Robert and Linda Ollis were on an August 2013 trip to London when they were awoken by a call from home. Their oldest daughter, Kimberly, needed to relay a neighbor’s troubling message.
“There were two soldiers at our door,” Linda said. “They were looking for us.”
Despite being thousands of miles from their Staten Island home and Afghanistan, where their only son was serving, the parents could sense that the soldiers carried the worst possible news.
“In our hearts, we really knew,” the mother told me.
Staff Sgt. Michael Ollis was meant to be a soldier. Both his grandfathers were World War II veterans who survived the Battle of the Bulge. His dad fought in Vietnam.
“He was very, very proud of having two grandfathers who served and a father who served,” Robert said. “He always made me feel special (for serving) in Vietnam.”

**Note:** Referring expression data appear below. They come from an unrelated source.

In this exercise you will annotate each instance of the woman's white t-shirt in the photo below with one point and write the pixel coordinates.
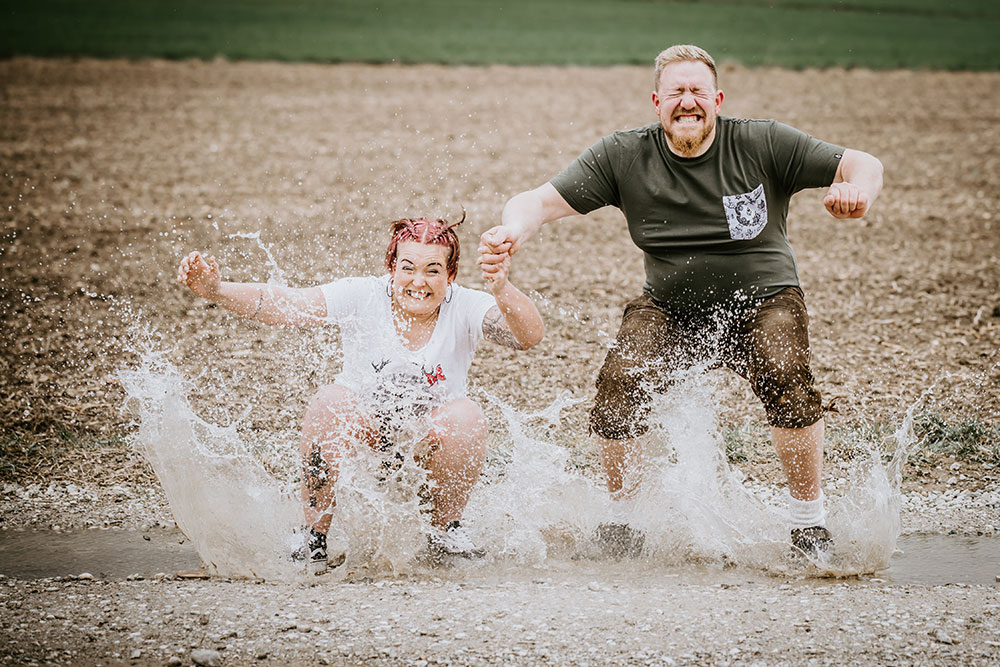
(374, 354)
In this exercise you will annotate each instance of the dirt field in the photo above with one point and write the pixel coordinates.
(113, 170)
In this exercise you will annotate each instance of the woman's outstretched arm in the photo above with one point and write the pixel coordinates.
(515, 321)
(270, 304)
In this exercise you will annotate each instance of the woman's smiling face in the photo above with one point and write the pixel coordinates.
(420, 277)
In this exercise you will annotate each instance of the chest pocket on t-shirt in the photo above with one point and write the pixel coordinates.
(746, 213)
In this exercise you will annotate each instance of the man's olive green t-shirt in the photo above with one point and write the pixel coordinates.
(711, 228)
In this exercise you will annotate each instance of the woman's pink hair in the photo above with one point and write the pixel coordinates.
(423, 230)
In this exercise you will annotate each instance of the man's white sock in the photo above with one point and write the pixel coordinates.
(806, 513)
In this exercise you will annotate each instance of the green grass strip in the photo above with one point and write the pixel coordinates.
(877, 34)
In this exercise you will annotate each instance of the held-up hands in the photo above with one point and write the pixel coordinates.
(846, 200)
(201, 276)
(496, 245)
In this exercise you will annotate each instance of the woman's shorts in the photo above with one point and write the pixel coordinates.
(768, 344)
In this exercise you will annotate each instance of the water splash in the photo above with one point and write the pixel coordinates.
(531, 506)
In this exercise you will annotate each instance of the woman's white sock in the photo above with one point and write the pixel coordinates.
(806, 513)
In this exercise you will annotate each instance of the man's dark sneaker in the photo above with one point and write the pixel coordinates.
(619, 540)
(315, 553)
(814, 541)
(452, 541)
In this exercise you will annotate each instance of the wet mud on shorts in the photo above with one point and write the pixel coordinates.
(768, 344)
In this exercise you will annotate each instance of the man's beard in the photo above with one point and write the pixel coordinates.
(688, 145)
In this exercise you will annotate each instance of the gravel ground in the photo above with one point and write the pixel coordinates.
(113, 170)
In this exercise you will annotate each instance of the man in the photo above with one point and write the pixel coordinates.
(706, 199)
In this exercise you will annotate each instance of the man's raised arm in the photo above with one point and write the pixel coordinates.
(522, 217)
(856, 186)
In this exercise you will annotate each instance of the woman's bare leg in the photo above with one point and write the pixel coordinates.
(458, 440)
(332, 423)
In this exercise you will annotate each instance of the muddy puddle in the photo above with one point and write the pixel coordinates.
(117, 554)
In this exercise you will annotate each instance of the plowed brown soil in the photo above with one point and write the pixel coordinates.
(113, 170)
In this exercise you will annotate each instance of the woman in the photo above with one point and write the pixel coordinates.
(408, 340)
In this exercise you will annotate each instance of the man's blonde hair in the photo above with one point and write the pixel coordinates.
(684, 53)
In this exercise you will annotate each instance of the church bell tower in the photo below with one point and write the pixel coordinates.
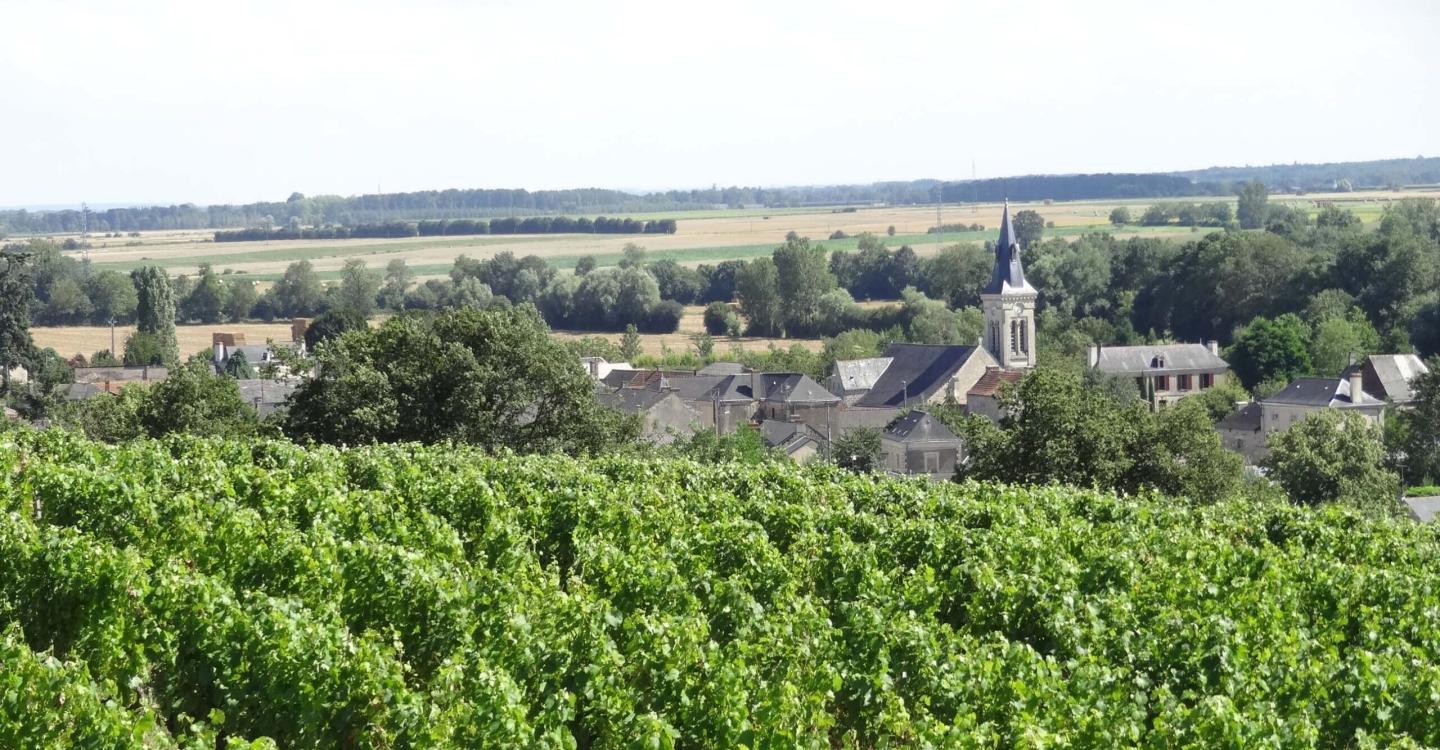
(1008, 303)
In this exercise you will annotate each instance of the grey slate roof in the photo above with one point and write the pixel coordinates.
(722, 367)
(916, 373)
(1244, 419)
(632, 400)
(919, 426)
(265, 395)
(1008, 275)
(860, 375)
(794, 387)
(1159, 359)
(788, 435)
(1394, 373)
(1423, 510)
(1321, 392)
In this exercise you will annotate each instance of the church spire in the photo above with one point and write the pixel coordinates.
(1010, 275)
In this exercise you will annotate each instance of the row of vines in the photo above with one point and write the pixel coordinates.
(200, 593)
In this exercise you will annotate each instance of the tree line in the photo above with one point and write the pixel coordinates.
(533, 225)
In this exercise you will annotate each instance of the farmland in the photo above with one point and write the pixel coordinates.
(702, 238)
(71, 340)
(193, 592)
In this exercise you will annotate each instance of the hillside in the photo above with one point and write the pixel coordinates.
(192, 592)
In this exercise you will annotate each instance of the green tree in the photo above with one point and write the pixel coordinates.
(241, 300)
(154, 317)
(1253, 209)
(359, 288)
(330, 324)
(113, 297)
(1332, 457)
(1337, 340)
(630, 343)
(491, 377)
(206, 301)
(1420, 426)
(196, 400)
(1272, 350)
(758, 285)
(1028, 225)
(802, 277)
(239, 367)
(857, 449)
(717, 318)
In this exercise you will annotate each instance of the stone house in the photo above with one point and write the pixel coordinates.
(664, 415)
(1164, 373)
(920, 445)
(1249, 429)
(984, 398)
(922, 375)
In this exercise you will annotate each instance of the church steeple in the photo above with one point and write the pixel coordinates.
(1008, 303)
(1010, 274)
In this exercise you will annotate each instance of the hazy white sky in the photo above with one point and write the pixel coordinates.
(208, 102)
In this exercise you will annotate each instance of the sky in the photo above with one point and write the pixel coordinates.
(234, 102)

Swearing an oath to defend the United States is a major achievement for any young man or woman, but for Michael, it was an almost foregone conclusion.
“There was absolutely no doubt that he was going into the Army,” Michael’s father said. “You would have one hell of an argument if you tried to stop him, which we never did. We always supported him.”
After his parents allowed him to enlist at age 17, Michael would eventually serve combat deployments in both Afghanistan and Iraq. Channeling his own experiences in Vietnam, Robert was amazed by how well his son handled his harrowing deployments to America’s post-9/11 battlefields.
“When he came home, his personality did not change,” Robert emotionally recounted. “In fact, he taught me a little bit about life.”
Staff Sgt. Ollis left for his third combat deployment, and second to Afghanistan, in January 2013. Later that summer, when his sister called their parents in London, it took five agonizing hours before Robert and Linda’s worst fears were confirmed by military personnel from the U.S. Embassy in London.
“It was surreal,” Linda said. “It just didn’t seem possible.”
Robert said that his son and a wounded Polish soldier were securing the zone around a massive truck bomb blast on Aug. 28, 2013, when an insurgent ambushed them in Afghanistan’s Ghazni Province.
“Michael stepped in front of (the Polish lieutenant), took out the insurgent and apparently must have been reaching down to disarm him also,” Robert explained.
The enemy fighter ignited his vest. Michael’s dad said the ensuing explosion caused catastrophic injuries that eventually took his 24-year-old son’s life.
“The Polish lieutenant was on the gurney next to him,” Robert said. “He said (the doctors) did everything they could.”
Today, the Polish soldier and his grateful nation are doing everything they can to thank Staff Sgt. Michael Ollis for his final act of courage. The Polish government has already bestowed its Armed Forces Gold Medal upon the fallen American soldier.
“He made a point to tell people that Michael had saved his life,” Linda said of the Polish lieutenant. “As a result of that, Michael has really been honored by the Polish people.”
The fallen hero’s parents, who posthumously accepted Michael’s Silver Star medal from the Army this past October, said the American people have also done an incredible job of saluting their son.
“We’ve received so many cards from people throughout the country, and gifts,” Michael’s mom said. “Our neighbors have been unbelievable.”
One gesture stands out. When Linda and Robert returned from receiving their son’s flag-draped casket, they noticed 24 American flags mounted on a fence near railroad tracks.
“One for each year of Michael’s life,” Linda said.
This August, Michael’s parents will travel to Poland, where their son will be saluted on the country’s Armed Forces Day. Upon returning to the United States for the anniversary of Michael’s passing, they plan to spend a quiet day in Staten Island with their surviving children.
“Being together as a family is the best way to honor him,” Michael’s dad said.
On Aug. 28, let’s honor Staff Sgt. Michael Ollis and his family by placing 24 American flags in front of our homes. The flags pay tribute to the 24 years that an American hero lived, and also to the hours of each day, which we are privileged to spend in freedom.